The pensions industry can expect the regulator to “engage differently with the market” in future, as it ups its digital capabilities, monitors market consolidation and bolsters saver innovation.
In its corporate plan for 2024 to 2027, published today, The Pensions Regulator (TPR) set out how it would tackle the challenges of the shifting pensions landscape as it overhauls its own structure and operations at the same time.
Under the plan, the key challenges in 2024-25 are highlighted as embedding the new defined benefit (DB) funding code, which comes into force this autumn, ensuring schemes deliver value for money and raising the standards among pension trustees.
TPR will also continue to support pension trustees with the large-scale adoption of digital pensions dashboards mandated by the government. The dashboards are digital services such as apps, websites or other tools, which savers can use to see their pension information in one place. This includes being able to identify pension pots they may have lost track of and being able to view the value of their pensions in terms of an estimated retirement income.
Pension scheme trustees are expected to set up the dashboards and communicate their availability to scheme members by 31 October 2026.
In years two and three of its corporate plan, TPR will focus on the delivery of the defined contribution (DC) value for money framework, tackling deferred small pots and working with the industry to develop solutions to support savers into retirement.
TPR chair Sarah Smart said: “The pensions market is changing to one of fewer, larger, schemes. This presents new risks and opportunities for savers and the economy. This year’s plan demonstrates how we will address these challenges to protect savers, enhance the pension system and support innovation.
“We will encourage innovation by helping trustees support DC savers into retirement and supporting DB models and options for consolidation that protect savers.”
In addition to its focus on the evolving the pension landscape, the regulator has its own evolution planned. It will restructure into three new regulatory directorates: regulatory compliance; market oversight; and strategy, policy, and analysis.

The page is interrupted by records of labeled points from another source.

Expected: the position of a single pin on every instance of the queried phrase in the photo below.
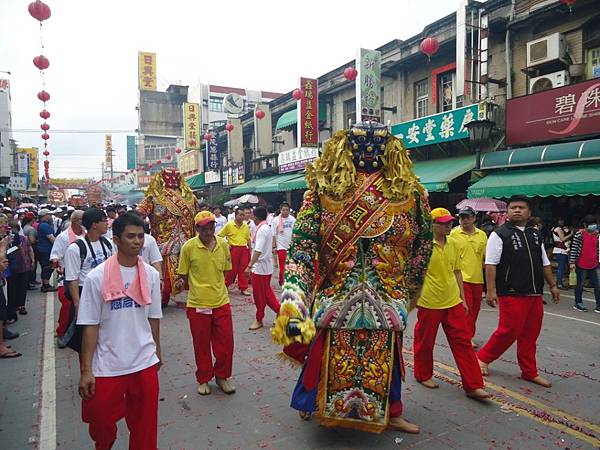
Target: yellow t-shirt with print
(473, 246)
(205, 271)
(440, 289)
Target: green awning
(196, 182)
(250, 187)
(436, 174)
(298, 182)
(543, 154)
(540, 182)
(273, 184)
(291, 117)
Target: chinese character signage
(131, 152)
(189, 163)
(296, 158)
(191, 126)
(444, 127)
(108, 151)
(213, 157)
(233, 175)
(27, 167)
(147, 71)
(368, 85)
(572, 110)
(308, 113)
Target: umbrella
(483, 204)
(247, 198)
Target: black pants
(45, 263)
(17, 293)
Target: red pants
(473, 296)
(281, 254)
(133, 396)
(455, 324)
(240, 257)
(263, 295)
(212, 331)
(64, 313)
(521, 320)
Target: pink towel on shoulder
(72, 236)
(113, 288)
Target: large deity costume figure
(170, 205)
(359, 253)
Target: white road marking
(48, 411)
(553, 314)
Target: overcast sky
(92, 47)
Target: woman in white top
(562, 236)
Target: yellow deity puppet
(170, 205)
(359, 253)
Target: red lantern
(430, 46)
(39, 10)
(41, 62)
(297, 94)
(350, 73)
(43, 96)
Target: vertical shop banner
(147, 71)
(213, 157)
(308, 113)
(191, 126)
(368, 85)
(131, 152)
(108, 151)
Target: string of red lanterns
(41, 12)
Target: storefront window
(421, 93)
(594, 63)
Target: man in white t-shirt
(57, 256)
(120, 312)
(282, 228)
(94, 247)
(221, 220)
(261, 266)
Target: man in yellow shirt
(203, 261)
(237, 234)
(442, 301)
(473, 242)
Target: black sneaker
(8, 335)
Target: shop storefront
(562, 172)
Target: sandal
(10, 354)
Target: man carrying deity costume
(170, 205)
(365, 220)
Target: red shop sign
(568, 111)
(308, 123)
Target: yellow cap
(441, 215)
(204, 218)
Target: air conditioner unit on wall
(549, 81)
(549, 48)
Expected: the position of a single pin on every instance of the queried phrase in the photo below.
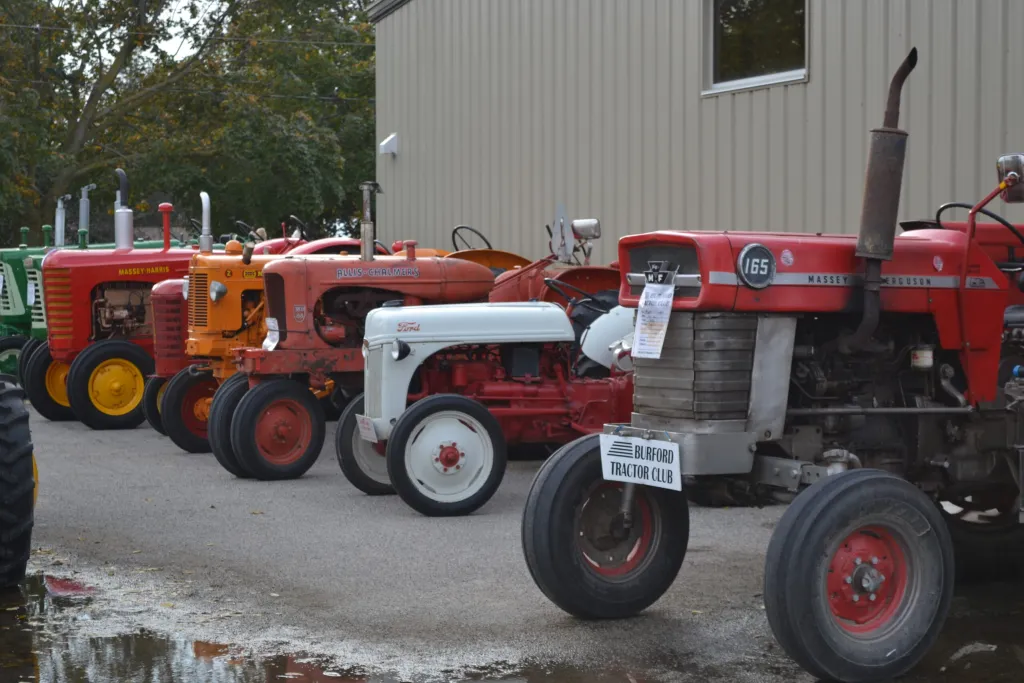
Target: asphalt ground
(179, 545)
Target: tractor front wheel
(105, 384)
(859, 577)
(10, 354)
(153, 394)
(30, 346)
(279, 429)
(363, 463)
(17, 485)
(446, 456)
(185, 409)
(579, 547)
(45, 383)
(218, 428)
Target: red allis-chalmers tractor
(192, 360)
(876, 373)
(99, 330)
(271, 427)
(449, 388)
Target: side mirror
(1012, 164)
(586, 228)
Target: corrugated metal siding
(506, 108)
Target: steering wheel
(457, 235)
(587, 301)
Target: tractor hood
(470, 324)
(790, 272)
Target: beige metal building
(681, 114)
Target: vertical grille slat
(704, 372)
(199, 300)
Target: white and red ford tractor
(873, 374)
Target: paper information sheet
(652, 321)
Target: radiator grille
(56, 308)
(9, 305)
(199, 299)
(704, 372)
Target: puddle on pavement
(40, 642)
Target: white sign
(367, 430)
(641, 461)
(652, 321)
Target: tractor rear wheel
(446, 456)
(45, 383)
(580, 552)
(17, 485)
(152, 395)
(30, 345)
(105, 384)
(859, 577)
(218, 429)
(185, 409)
(363, 463)
(278, 430)
(10, 354)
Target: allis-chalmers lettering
(143, 271)
(389, 271)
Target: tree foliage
(265, 104)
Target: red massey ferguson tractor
(266, 424)
(99, 341)
(876, 374)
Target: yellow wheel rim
(160, 398)
(116, 386)
(56, 382)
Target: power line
(250, 39)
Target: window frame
(710, 88)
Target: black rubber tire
(17, 485)
(252, 409)
(549, 542)
(30, 346)
(34, 383)
(218, 429)
(151, 404)
(404, 429)
(798, 561)
(344, 436)
(78, 383)
(13, 343)
(172, 409)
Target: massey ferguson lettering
(385, 271)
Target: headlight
(217, 290)
(272, 335)
(399, 349)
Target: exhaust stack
(880, 211)
(83, 213)
(124, 219)
(206, 238)
(368, 237)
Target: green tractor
(23, 316)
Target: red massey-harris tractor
(876, 374)
(449, 388)
(264, 422)
(98, 350)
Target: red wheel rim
(867, 580)
(598, 519)
(190, 413)
(284, 431)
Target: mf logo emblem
(657, 272)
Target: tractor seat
(1014, 316)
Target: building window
(753, 43)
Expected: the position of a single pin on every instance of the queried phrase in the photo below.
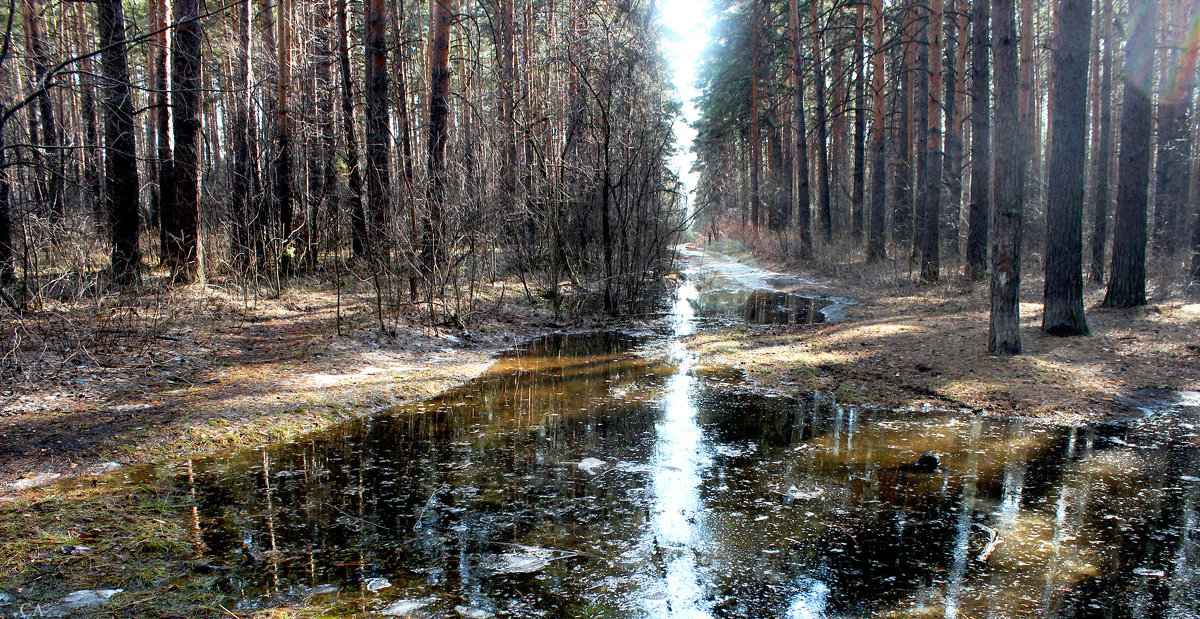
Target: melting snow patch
(402, 607)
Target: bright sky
(687, 24)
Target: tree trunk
(859, 174)
(901, 220)
(52, 187)
(803, 208)
(165, 190)
(1063, 296)
(285, 196)
(441, 16)
(755, 128)
(1127, 282)
(981, 142)
(1174, 137)
(184, 252)
(243, 137)
(922, 114)
(930, 258)
(358, 218)
(1003, 330)
(955, 102)
(876, 248)
(378, 121)
(7, 275)
(120, 149)
(822, 142)
(1103, 156)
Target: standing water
(597, 475)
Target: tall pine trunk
(979, 217)
(822, 142)
(1127, 282)
(1174, 142)
(930, 258)
(1103, 155)
(1003, 329)
(181, 215)
(1063, 295)
(755, 128)
(803, 206)
(859, 174)
(876, 240)
(441, 16)
(358, 217)
(377, 128)
(120, 149)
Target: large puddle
(595, 475)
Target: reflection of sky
(685, 25)
(677, 520)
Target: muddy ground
(910, 344)
(95, 384)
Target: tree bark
(120, 149)
(1127, 282)
(981, 142)
(822, 142)
(803, 206)
(7, 275)
(243, 137)
(377, 128)
(285, 196)
(1174, 137)
(52, 186)
(441, 16)
(358, 218)
(859, 173)
(755, 110)
(1003, 330)
(930, 258)
(1103, 156)
(184, 252)
(165, 190)
(876, 238)
(903, 210)
(1063, 295)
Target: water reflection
(597, 476)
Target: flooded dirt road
(597, 475)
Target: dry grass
(143, 378)
(910, 344)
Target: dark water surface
(595, 475)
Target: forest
(951, 134)
(599, 308)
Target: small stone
(473, 613)
(928, 462)
(402, 607)
(88, 598)
(376, 584)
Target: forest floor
(910, 344)
(90, 385)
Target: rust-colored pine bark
(1063, 293)
(181, 215)
(799, 143)
(1003, 326)
(876, 239)
(378, 143)
(1103, 156)
(120, 146)
(1127, 278)
(979, 216)
(930, 254)
(441, 17)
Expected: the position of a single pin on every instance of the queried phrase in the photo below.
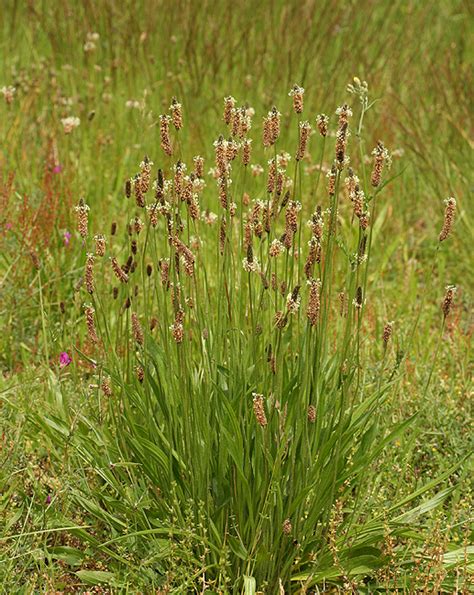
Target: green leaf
(249, 585)
(94, 577)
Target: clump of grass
(241, 416)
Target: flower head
(64, 359)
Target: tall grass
(236, 415)
(184, 430)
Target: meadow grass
(271, 390)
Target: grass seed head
(448, 218)
(297, 93)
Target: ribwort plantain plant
(229, 333)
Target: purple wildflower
(64, 359)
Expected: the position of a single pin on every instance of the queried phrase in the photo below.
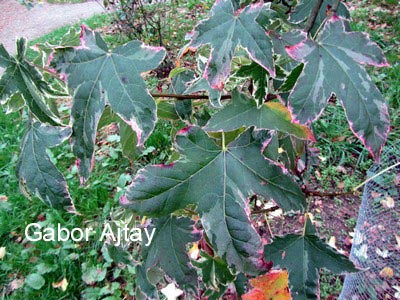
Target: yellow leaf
(2, 252)
(271, 286)
(63, 284)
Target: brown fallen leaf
(271, 286)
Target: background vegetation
(32, 270)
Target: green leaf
(128, 141)
(183, 107)
(101, 76)
(243, 112)
(291, 79)
(37, 174)
(168, 250)
(201, 84)
(215, 271)
(332, 64)
(166, 110)
(35, 281)
(22, 84)
(260, 77)
(303, 10)
(93, 275)
(303, 256)
(144, 288)
(213, 178)
(226, 29)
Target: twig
(313, 16)
(322, 194)
(376, 175)
(269, 226)
(185, 97)
(266, 210)
(335, 6)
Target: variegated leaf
(333, 64)
(38, 176)
(226, 29)
(213, 179)
(101, 76)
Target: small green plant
(198, 194)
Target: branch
(185, 97)
(335, 6)
(313, 16)
(324, 194)
(264, 211)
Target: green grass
(56, 261)
(65, 1)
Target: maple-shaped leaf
(271, 286)
(101, 76)
(23, 84)
(243, 112)
(218, 181)
(38, 176)
(303, 256)
(201, 84)
(168, 250)
(215, 272)
(224, 31)
(332, 64)
(303, 10)
(260, 78)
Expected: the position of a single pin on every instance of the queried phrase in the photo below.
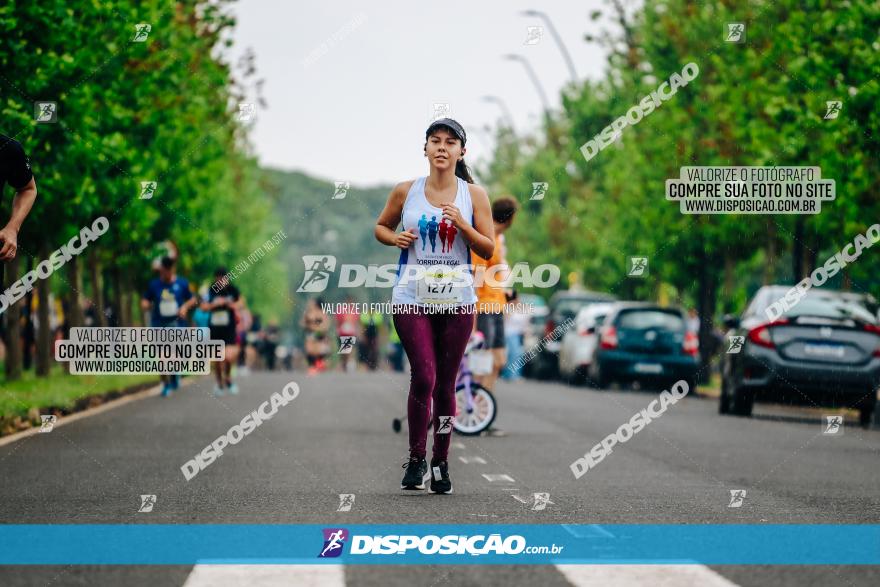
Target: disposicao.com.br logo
(319, 270)
(431, 544)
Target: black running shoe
(416, 472)
(440, 482)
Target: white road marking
(266, 576)
(468, 460)
(638, 575)
(493, 477)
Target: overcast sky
(350, 86)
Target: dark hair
(503, 209)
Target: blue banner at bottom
(170, 544)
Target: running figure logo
(638, 266)
(735, 32)
(341, 190)
(47, 422)
(318, 270)
(346, 500)
(147, 503)
(533, 35)
(447, 234)
(46, 111)
(737, 496)
(246, 111)
(141, 32)
(148, 189)
(444, 425)
(334, 541)
(833, 425)
(346, 344)
(440, 110)
(541, 500)
(735, 344)
(539, 188)
(832, 109)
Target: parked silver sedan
(579, 343)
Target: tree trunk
(97, 287)
(75, 316)
(770, 265)
(797, 252)
(13, 328)
(729, 284)
(44, 332)
(707, 289)
(118, 301)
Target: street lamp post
(557, 38)
(535, 81)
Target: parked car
(536, 302)
(645, 342)
(563, 305)
(579, 343)
(825, 350)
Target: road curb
(93, 411)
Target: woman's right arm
(389, 218)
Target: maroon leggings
(434, 344)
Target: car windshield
(830, 307)
(643, 319)
(570, 306)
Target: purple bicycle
(475, 406)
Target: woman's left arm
(480, 236)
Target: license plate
(824, 350)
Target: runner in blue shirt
(168, 299)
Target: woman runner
(434, 323)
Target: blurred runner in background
(516, 320)
(395, 355)
(347, 325)
(491, 296)
(222, 302)
(369, 348)
(168, 299)
(15, 169)
(316, 325)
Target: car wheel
(866, 411)
(578, 377)
(600, 377)
(741, 401)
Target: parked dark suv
(825, 350)
(645, 342)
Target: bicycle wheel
(482, 412)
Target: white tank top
(438, 243)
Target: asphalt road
(336, 437)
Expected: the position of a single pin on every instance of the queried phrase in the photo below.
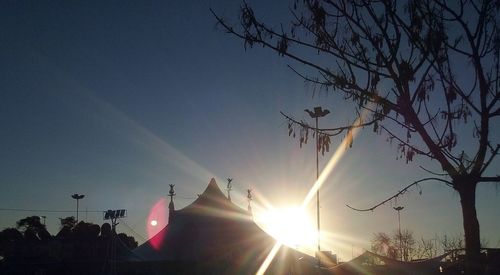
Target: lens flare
(157, 219)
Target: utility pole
(229, 188)
(318, 112)
(77, 197)
(399, 208)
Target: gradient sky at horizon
(118, 99)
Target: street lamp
(317, 113)
(77, 197)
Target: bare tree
(417, 68)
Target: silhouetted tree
(9, 238)
(33, 229)
(400, 246)
(414, 69)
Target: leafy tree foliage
(425, 73)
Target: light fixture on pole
(317, 113)
(77, 197)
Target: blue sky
(117, 100)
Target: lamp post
(317, 113)
(77, 197)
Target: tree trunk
(471, 229)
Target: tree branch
(401, 192)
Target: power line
(133, 231)
(44, 210)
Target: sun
(291, 226)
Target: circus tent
(213, 235)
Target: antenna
(229, 188)
(249, 198)
(113, 215)
(171, 206)
(171, 193)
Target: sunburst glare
(291, 226)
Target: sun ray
(326, 171)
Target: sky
(118, 99)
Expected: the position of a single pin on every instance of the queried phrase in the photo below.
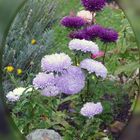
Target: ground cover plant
(78, 87)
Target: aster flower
(81, 34)
(108, 35)
(73, 22)
(50, 91)
(71, 81)
(42, 80)
(56, 62)
(97, 55)
(93, 66)
(86, 15)
(16, 93)
(83, 45)
(94, 31)
(93, 5)
(91, 109)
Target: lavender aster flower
(42, 80)
(91, 109)
(94, 31)
(73, 22)
(72, 81)
(83, 45)
(56, 62)
(81, 34)
(93, 66)
(14, 95)
(93, 5)
(108, 35)
(50, 91)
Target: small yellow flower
(19, 71)
(9, 69)
(33, 42)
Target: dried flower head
(73, 22)
(91, 109)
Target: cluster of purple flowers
(96, 31)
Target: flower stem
(105, 53)
(87, 90)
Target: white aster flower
(56, 62)
(93, 66)
(16, 93)
(84, 46)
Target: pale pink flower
(86, 15)
(97, 55)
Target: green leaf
(127, 68)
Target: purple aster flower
(83, 45)
(93, 66)
(94, 31)
(56, 62)
(50, 91)
(73, 22)
(91, 109)
(81, 34)
(108, 35)
(93, 5)
(71, 81)
(42, 80)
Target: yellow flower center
(9, 68)
(19, 71)
(33, 42)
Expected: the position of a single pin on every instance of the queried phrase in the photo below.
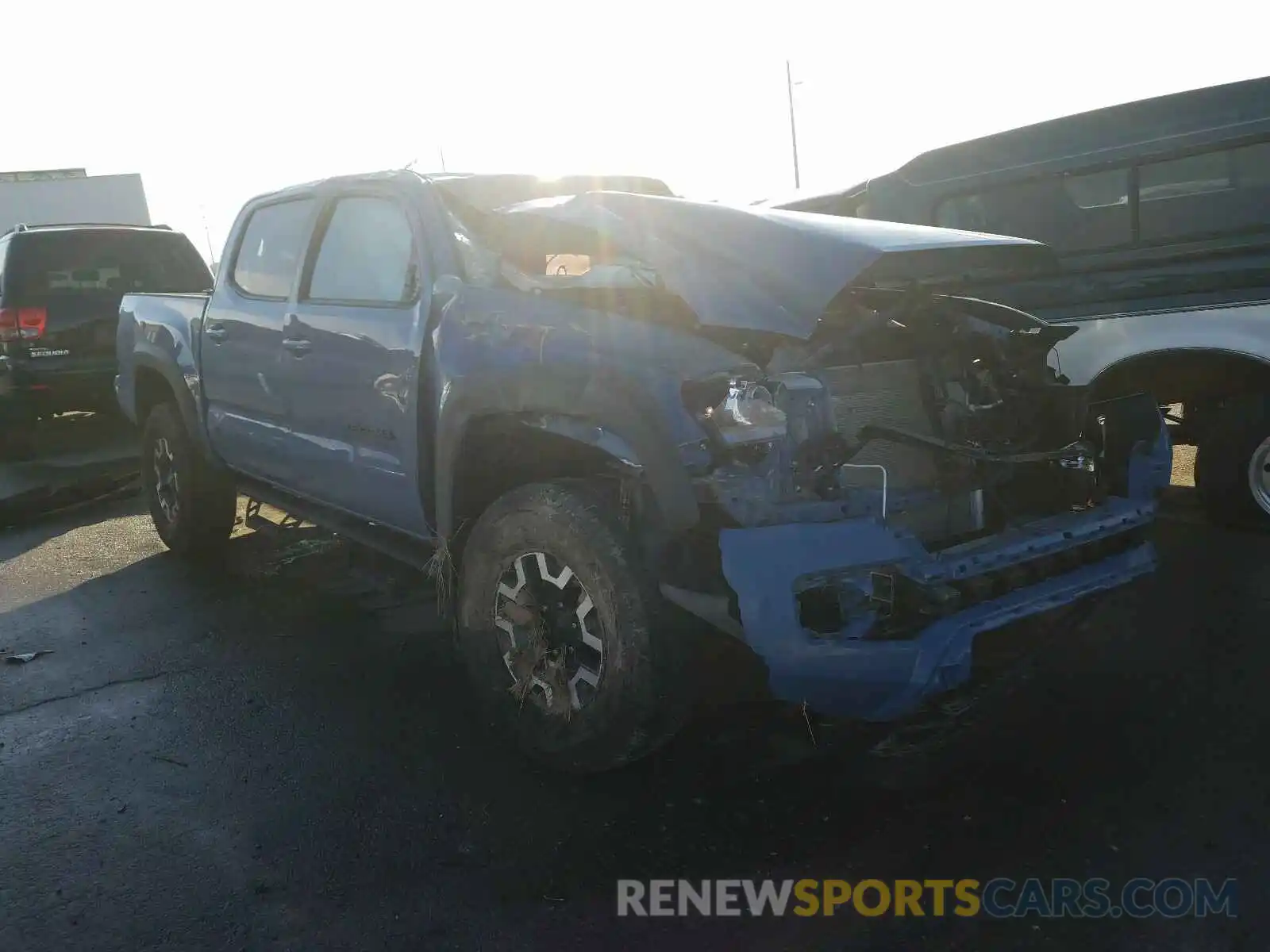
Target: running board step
(391, 543)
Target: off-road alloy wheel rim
(548, 635)
(167, 488)
(1259, 475)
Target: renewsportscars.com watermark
(999, 899)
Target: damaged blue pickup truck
(602, 416)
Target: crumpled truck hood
(764, 270)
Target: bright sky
(214, 103)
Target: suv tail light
(23, 323)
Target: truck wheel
(564, 632)
(1232, 463)
(192, 505)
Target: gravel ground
(262, 758)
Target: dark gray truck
(616, 416)
(1159, 213)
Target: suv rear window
(107, 262)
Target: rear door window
(368, 254)
(99, 262)
(1210, 194)
(272, 248)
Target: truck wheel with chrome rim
(1232, 463)
(192, 505)
(564, 632)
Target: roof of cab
(492, 190)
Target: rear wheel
(190, 503)
(564, 634)
(1232, 463)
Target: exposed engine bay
(930, 412)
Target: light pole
(789, 88)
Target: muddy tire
(564, 634)
(1232, 465)
(192, 505)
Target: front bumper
(994, 582)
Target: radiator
(889, 395)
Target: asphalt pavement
(277, 754)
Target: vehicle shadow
(334, 727)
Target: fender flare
(573, 404)
(183, 389)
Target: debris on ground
(27, 657)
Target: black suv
(60, 291)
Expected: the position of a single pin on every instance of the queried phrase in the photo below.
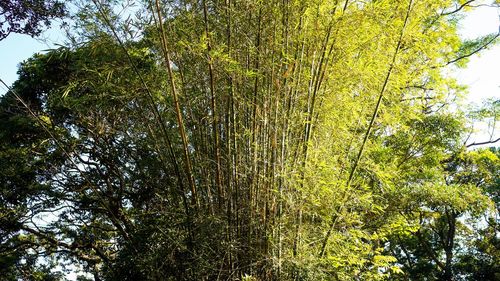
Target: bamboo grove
(247, 140)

The plan said: “These will be supported and enabled by operations, digital, data and technology, and people teams. Within our new structure we will meet the dynamic needs of the pensions market by streamlining our approach, improving collaboration, quickening our pace, and harnessing new skills.”
Nausicaa Delfas, chief executive at the regulator, said: “This plan signals that the market should expect us to engage differently with it in the future. Our focus is not just on the fundamentals of driving high levels of compliance, but also working together to enhance the system and support innovation in savers’ interests. Internally this will involve investing in our people, developing our digital, data and technology capabilities and embedding our new structure, which aligns with our strategic priorities.”
Responding to the plan, Nigel Peaple, director of policy and advocacy at the Pensions and Lifetimes Saving Association, said: “TPR’s strategy is ambitious, covering many of the priority policy areas for our members: the DB journey, value for money, how to access pensions at and through retirement, small pots, trusteeship, scams and collective defined contribution funds.
“Some of the operational changes signalled will need care and be balanced against maintaining the usual functioning of the regulator, but, with good progress already shown in TPR taking a more risk- and data-led approach, we are very supportive of the improvements these changes will bring to TPR’s supervision.”